Dyskusja o nowej architekturze monetarnej wychodzi już powoli ze sfery opisu fenomenologicznego tego banksterskiego przekrętu i wchodzi w obszar tworzenia nowych instytucji pieniądza suwerennego oraz ilościowego ujęcia zagadnienia.

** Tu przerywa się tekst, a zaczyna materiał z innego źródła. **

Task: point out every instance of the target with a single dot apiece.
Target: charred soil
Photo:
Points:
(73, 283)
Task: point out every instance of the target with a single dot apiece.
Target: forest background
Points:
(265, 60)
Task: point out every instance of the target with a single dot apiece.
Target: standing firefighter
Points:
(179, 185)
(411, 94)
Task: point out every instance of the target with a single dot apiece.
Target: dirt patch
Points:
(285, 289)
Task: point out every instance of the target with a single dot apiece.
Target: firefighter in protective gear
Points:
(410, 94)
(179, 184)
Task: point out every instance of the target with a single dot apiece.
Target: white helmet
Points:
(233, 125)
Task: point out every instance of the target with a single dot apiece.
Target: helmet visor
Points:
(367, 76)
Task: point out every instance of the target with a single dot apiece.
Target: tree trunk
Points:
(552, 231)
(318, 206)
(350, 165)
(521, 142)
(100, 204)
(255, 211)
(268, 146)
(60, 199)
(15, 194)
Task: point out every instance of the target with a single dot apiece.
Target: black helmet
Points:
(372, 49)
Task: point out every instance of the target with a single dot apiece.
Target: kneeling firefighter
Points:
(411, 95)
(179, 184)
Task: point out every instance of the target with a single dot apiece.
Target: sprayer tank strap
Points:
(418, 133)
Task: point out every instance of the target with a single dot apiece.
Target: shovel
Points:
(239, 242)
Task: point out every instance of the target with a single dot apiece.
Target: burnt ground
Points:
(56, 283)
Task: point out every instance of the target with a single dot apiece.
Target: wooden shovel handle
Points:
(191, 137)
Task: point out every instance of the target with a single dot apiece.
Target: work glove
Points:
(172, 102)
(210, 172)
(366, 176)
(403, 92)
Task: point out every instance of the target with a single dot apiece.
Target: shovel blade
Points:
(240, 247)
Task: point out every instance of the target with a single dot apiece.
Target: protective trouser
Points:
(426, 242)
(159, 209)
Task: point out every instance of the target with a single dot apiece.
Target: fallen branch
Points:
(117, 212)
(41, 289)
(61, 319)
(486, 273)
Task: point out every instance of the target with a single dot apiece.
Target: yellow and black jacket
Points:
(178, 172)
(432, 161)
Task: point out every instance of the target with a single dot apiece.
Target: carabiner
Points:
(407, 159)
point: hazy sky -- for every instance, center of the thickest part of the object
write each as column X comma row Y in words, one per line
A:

Dzisiaj chciałbym Wam zaproponować lekturę dwóch pozycji ze szczególnym zwróceniem uwagi na to: jakich doraźnych korzyści moglibyśmy się spodziewać z podziału dywidendy emisyjnej.
Pierwsza pozycja to:
Lino Zeddies (tłumaczenie Krzysztof Lewandowski), Konkretne propozycje modelowe instytucji monetarnej w systemie pieniądza suwerennego
Druga, to nasze, konfederackie opracowanie:
Architektura monetarna - dywidenda produkcyjna i konsumpcyjna
Profity, jakie zyskałyby społeczeństwa z tytułu wprowadzenia pieniądza suwerennego dzielimy na profity natychmiastowe (dywidenda) i profity wtórne (obniżenie stóp procentowych, obniżenie potrzeb pożyczkowych, stworzenie trwałych warunków do rozwoju gospodarki, obniżenie dywidend od zaangażowanego w Polsce obcego kapitału itd.). Profity wtórne będą przewyższały profity natychmiastowe, ale dzisiaj zajmijmy się tymi drugimi.
Według Lino Zeddiesa wysokość wypłacanej dywidendy miesięcznej dla każdego obywatela wahałaby się w granicach 10-20 euro.
Według naszych wyliczeń, ale odniesionych jedynie do obywateli płacących podatki, byłoby to od 800 do 1400 zł rocznie.
Wyniki są zatem zbieżne. Namawiam Was do zapoznania się z metodykami, które dały takie szacunki ilościowe.
Te, średnio, 1100 zł na podatnika rocznie może nie jest kwotą powalającą z nóg jednak są to pieniądze, które rokrocznie kradnie ci bankster.
Batem tego kto nie pilnuje swojego!!!